13:20–13:30 本シンポジウムの趣旨と構成
篠原宏志 (マグマ活動研究グループ長)


【基調講演】
13:30–14:00 産業界から見た火山災害軽減への地質学的新手法 -レーザ計測と赤色立体地図-
千葉達朗 (アジア航測株式会社 技師長)

 ここ10年、地形測量の手法が大きく進化した。 航空レーザー測量による樹木を取り除いた詳細な地形の解明である。 特に火山では、火口や溶岩流や火砕流など、微地形からその地質を容易に推定できるケースも多い。 レーザー計測とその表現法としての赤色立体地図を利用した、地質調査の実践例を紹介する。

【産総研における研究成果1 国内事例】
14:00–14:25 富士火山の噴火の特性と想定される噴火災害
山元孝広 (主幹研究員)

 富士山は日本で最大の活火山である。 1707年の宝永噴火以降、表面活動は停止しているが、火山としての寿命は尽きておらず、将来再び噴火を起こすことはほぼ確実である。 富士山の噴火履歴からその特徴を明らかにし、備えるべき火山災害について考える。

14:25–14:50 伊豆大島の噴火シナリオ高度化に向けて
川辺禎久・石塚   治 (火山活動研究グループ)

 伊豆大島は日本で最もよく調べられ観測されている火山の一つである。 しかし不明確な事柄も残されており、地上ならびに周辺海域のさらなる調査が欠かせない。 海陸の地質調査の最新成果を元に、伊豆大島火山の噴火シナリオ高度化について紹介する。

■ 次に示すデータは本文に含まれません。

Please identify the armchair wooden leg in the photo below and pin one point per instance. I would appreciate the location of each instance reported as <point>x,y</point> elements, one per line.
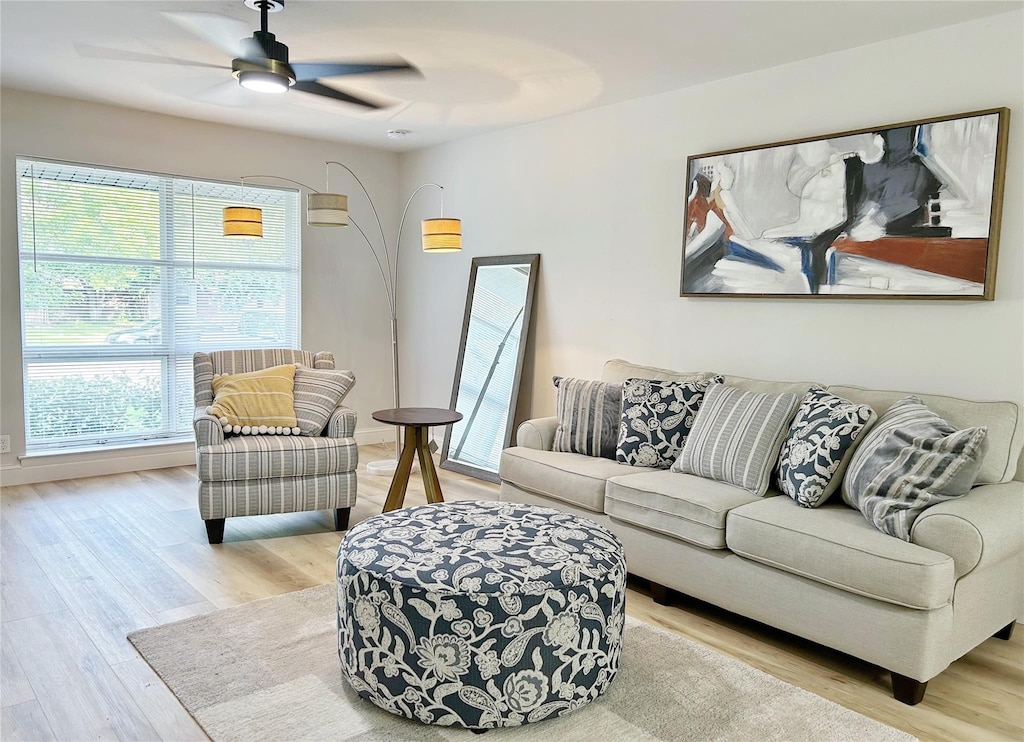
<point>907,690</point>
<point>660,595</point>
<point>215,530</point>
<point>1007,631</point>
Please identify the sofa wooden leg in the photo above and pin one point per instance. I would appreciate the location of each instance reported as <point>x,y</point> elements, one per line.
<point>907,690</point>
<point>1007,631</point>
<point>215,530</point>
<point>660,594</point>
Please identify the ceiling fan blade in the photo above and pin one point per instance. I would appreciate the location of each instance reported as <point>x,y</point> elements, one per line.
<point>316,70</point>
<point>229,35</point>
<point>311,86</point>
<point>103,52</point>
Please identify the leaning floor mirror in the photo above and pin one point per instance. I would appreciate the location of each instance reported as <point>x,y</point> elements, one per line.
<point>489,365</point>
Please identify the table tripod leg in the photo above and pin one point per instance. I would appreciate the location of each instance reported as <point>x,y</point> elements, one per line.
<point>396,494</point>
<point>430,484</point>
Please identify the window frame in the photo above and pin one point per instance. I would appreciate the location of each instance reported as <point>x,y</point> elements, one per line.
<point>174,425</point>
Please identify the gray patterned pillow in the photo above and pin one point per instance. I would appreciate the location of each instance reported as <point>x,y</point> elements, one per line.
<point>588,415</point>
<point>819,445</point>
<point>656,420</point>
<point>317,392</point>
<point>736,436</point>
<point>910,461</point>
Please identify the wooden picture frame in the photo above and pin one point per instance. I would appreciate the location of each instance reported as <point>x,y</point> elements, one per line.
<point>901,211</point>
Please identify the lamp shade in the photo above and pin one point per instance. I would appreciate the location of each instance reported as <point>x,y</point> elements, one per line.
<point>243,221</point>
<point>441,235</point>
<point>327,210</point>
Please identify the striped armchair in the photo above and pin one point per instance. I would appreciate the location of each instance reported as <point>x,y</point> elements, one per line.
<point>258,475</point>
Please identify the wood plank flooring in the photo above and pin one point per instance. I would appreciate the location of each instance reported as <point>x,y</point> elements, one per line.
<point>83,562</point>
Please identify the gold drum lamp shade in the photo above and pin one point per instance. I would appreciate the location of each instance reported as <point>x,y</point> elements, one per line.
<point>243,221</point>
<point>441,235</point>
<point>327,210</point>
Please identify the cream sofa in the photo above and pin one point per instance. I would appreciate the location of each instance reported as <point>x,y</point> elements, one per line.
<point>825,574</point>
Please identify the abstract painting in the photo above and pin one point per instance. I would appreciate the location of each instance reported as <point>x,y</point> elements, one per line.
<point>900,211</point>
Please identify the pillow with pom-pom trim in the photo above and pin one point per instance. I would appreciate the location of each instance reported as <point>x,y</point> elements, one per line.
<point>258,402</point>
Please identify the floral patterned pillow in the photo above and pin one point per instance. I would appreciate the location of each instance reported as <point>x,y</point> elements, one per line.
<point>656,419</point>
<point>819,446</point>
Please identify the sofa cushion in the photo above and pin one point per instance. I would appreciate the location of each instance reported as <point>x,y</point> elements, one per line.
<point>819,445</point>
<point>1004,421</point>
<point>571,478</point>
<point>588,415</point>
<point>617,370</point>
<point>910,461</point>
<point>317,393</point>
<point>736,436</point>
<point>656,420</point>
<point>683,506</point>
<point>834,544</point>
<point>273,456</point>
<point>762,386</point>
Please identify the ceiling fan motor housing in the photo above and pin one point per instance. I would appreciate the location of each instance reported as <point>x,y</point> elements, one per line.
<point>275,62</point>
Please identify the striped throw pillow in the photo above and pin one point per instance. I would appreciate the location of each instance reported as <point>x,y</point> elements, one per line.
<point>736,436</point>
<point>819,446</point>
<point>909,461</point>
<point>256,402</point>
<point>317,393</point>
<point>588,415</point>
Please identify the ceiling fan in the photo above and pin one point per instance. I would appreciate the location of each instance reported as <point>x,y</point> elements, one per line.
<point>261,61</point>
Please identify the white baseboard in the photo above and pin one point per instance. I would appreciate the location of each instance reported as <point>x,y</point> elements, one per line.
<point>93,464</point>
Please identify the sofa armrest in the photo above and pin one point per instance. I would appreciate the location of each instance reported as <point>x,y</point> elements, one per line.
<point>341,423</point>
<point>980,529</point>
<point>208,429</point>
<point>539,434</point>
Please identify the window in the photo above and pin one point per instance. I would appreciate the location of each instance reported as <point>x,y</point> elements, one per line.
<point>125,275</point>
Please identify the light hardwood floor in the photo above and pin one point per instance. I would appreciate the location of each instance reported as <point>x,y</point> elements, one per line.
<point>86,561</point>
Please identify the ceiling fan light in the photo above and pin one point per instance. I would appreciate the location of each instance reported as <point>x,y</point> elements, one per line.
<point>441,235</point>
<point>327,210</point>
<point>243,221</point>
<point>264,82</point>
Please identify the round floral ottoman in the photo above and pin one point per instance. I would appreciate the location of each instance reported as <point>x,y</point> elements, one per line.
<point>479,614</point>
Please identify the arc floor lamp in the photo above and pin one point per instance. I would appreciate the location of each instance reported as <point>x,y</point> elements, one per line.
<point>324,209</point>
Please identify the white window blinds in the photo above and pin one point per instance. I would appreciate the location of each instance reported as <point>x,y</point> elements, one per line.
<point>125,275</point>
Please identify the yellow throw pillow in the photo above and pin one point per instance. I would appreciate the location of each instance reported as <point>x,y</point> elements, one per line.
<point>256,402</point>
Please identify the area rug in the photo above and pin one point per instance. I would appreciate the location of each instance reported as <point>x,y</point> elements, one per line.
<point>268,670</point>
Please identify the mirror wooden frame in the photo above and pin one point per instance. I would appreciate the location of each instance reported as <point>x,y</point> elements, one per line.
<point>532,260</point>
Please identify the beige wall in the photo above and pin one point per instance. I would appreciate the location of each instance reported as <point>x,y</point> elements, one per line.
<point>600,195</point>
<point>343,305</point>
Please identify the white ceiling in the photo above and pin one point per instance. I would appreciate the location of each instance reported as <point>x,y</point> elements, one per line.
<point>485,66</point>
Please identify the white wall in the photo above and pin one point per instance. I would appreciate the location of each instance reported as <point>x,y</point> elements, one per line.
<point>343,305</point>
<point>600,193</point>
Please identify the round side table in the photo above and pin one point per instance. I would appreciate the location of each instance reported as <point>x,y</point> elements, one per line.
<point>417,422</point>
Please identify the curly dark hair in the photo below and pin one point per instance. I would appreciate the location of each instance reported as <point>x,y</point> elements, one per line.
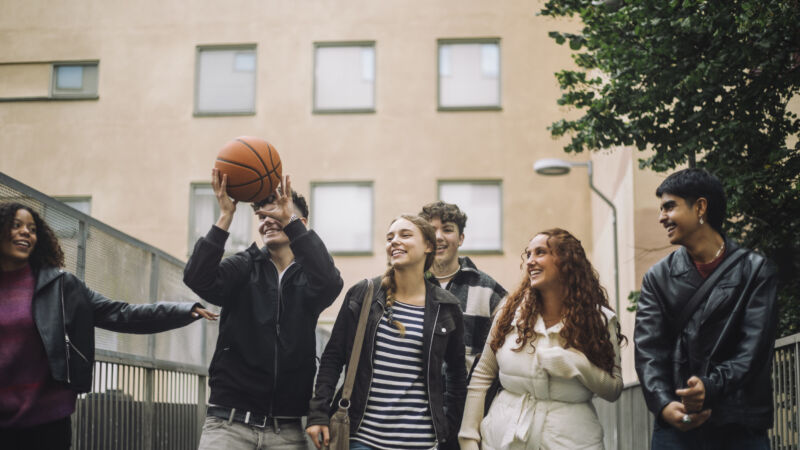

14:50–15:45 【ポスターセッションコアタイム】

【提言講演】
15:45–16:15 火山活動予測に地質学など物質科学的手法が果たす役割と期待
山里   平 (気象庁地震火山部火山課長)

 従来火山活動予測には地球物理学的手法が多く使われ、気象庁の24時間火山監視も地球物理学的手法が軸となっている。 一方で、地質学や地球化学など物質科学的手法も火山活動評価に大きな役割を果たす。 物質科学的火山学が果たしてきた実績と今後に向けた期待について述べる。

【産総研における研究成果2 新手法と海外事例】
16:15–16:40 感度法によるK-Ar年代測定システムの高精度化
山崎誠子・松本哲一 (火山活動研究グループ)

 火山の活動履歴を知る上で、高精度の年代情報が不可欠である。 他の年代法の適用が困難な数万~数十万年前の火山噴出物の測定が可能な感度法によるK-Ar年代測定システムの高精度化を進めている。 構築中のシステムの概要を紹介するとともに、年代測定の役割について議論する。

16:40–17:05 岩石学的手法による噴火研究-霧島火山新燃岳噴火を例として-
斎藤元治 (マグマ活動研究グループ)

 火山噴火推移予測を行うためには、どのようなマグマが活動しているかを知る必要があり、そのためのツールが岩石学である。 岩石学的手法を用いた噴火機構の解明やマグマ供給系の実態把握に関する研究を進めており、その一例として2011年に起きた霧島火山新燃岳噴火の研究成果について紹介する。

17:05–17:30 過去1000年間に3回も巨大噴火が起こったインドネシアから学ぶこと
高田   亮 (マグマ活動研究グループ)・古川竜太 (火山活動研究グループ)

 日本では7000年前以後巨大噴火の経験がないが、インドネシアでは13世紀、1815年、1883年に地球規模の影響を与えた巨大噴火がおきた。 巨大噴火に至る準備過程、前兆現象、噴火後の影響について、インドネシアとの共同研究の成果を述べる。 将来巨大噴火を起こす火山を見つけるための取り組みも紹介する。